Eyeballing the latest round of Colorado value added evaluations data, the only distinct trend that I noted was that schools with a lot of English language learners seemed to have an edge in value added measures, presumably because poor English language skills of smart students suppressed their prior year achievement, but this effect presumably rapidly eased as the students gained English language mastery.

Colorado's system also addresses concerns that learning disabilities might have an effect independent of raw achievement levels, by limiting the way that the system can be used in classes with many special education students.


Michael Malak said...

Measuring student improvement still doesn't control for the effect of affluence during the period under evaluation. In that sense, tying an individual teacher's salary to test score improvement is unfair.

But more importantly, it's counterproductive since, of course, it leads to "teaching to the test".

At most, standardized test results should be utilized at the most macro level -- such as in multiple schools. Practically speaking, having standardized testing presents too much of a temptation to school leaders to apply it to finer and finer levels, thus leading to the counterproductivity. So it's best to just not have standardized testing.

Andrew Oh-Willeke said...

Teaching to the test is fine, so long as the test accurately measures what you are seeking to accomplish. And, if it isn't testable at all, should we really be teaching it?

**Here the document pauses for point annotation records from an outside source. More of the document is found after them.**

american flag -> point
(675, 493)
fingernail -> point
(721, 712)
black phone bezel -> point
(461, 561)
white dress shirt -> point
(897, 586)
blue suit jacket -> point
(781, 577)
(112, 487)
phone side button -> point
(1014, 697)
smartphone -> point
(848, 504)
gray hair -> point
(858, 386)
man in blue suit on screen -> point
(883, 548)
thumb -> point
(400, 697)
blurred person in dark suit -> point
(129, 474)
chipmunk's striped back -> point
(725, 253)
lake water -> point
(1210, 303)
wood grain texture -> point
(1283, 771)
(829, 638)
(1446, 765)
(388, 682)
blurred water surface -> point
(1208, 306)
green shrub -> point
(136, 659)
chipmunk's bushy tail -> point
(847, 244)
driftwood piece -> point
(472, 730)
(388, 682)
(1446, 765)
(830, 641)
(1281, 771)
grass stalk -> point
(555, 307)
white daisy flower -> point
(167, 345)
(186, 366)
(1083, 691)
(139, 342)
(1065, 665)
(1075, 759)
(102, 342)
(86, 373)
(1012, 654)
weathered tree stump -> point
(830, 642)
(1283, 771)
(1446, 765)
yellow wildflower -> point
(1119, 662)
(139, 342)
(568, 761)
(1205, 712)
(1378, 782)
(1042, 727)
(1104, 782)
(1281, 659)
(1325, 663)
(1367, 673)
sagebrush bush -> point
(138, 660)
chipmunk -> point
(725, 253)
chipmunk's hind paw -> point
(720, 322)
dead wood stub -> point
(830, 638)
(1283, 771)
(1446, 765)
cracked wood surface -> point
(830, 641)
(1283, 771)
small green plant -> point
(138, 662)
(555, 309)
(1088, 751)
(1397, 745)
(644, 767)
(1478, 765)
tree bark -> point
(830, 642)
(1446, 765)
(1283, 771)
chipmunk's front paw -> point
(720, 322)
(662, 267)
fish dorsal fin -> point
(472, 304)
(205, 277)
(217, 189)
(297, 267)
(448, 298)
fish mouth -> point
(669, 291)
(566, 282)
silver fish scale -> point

Affluence during the period of evaluation appears to be a relatively minor factor after controlling for prior performance.

Michael Malak said...

There are different kinds of test. The most limited kind of test is the pure standardized test with standard questions and "standard" (i.e. multiple-choice) answers. Even the SAT people have recognized this limitation and expanded into essays -- standardized questions but not standardized answers.

The broadest type of test but the least amenable to aggregation is the personal one-on-one or many-on-one assessment. Oral defense of a thesis is one example. Neither the questions nor the answers are standardized.

Finally, there are just some things that are difficult or impossible to test that are or should be taught in school. Part of the Montessori Elementary curriculum is the "Going Out Program", where students, as part of a research project or just a quick research question, identify a location to visit that would answer the question, and then use the telephone (along with, ideally, a printed telephone book, though this is getting more difficult with each passing year -- I almost bought a copy of 5280 for the elementary classroom for them to organize a school trip to the Western Stock Show, until I realized that its display ad contained no phone number or URL -- I guess they expected you to type in "Western Stock Show" into Google) to arrange the trip. This is part of the independence that is the greatest benefit that Montessori imparts. Independence is something that is much more amenable to evaluation as it happens rather than tested at a designated time and in a designated place, let alone a standardized test.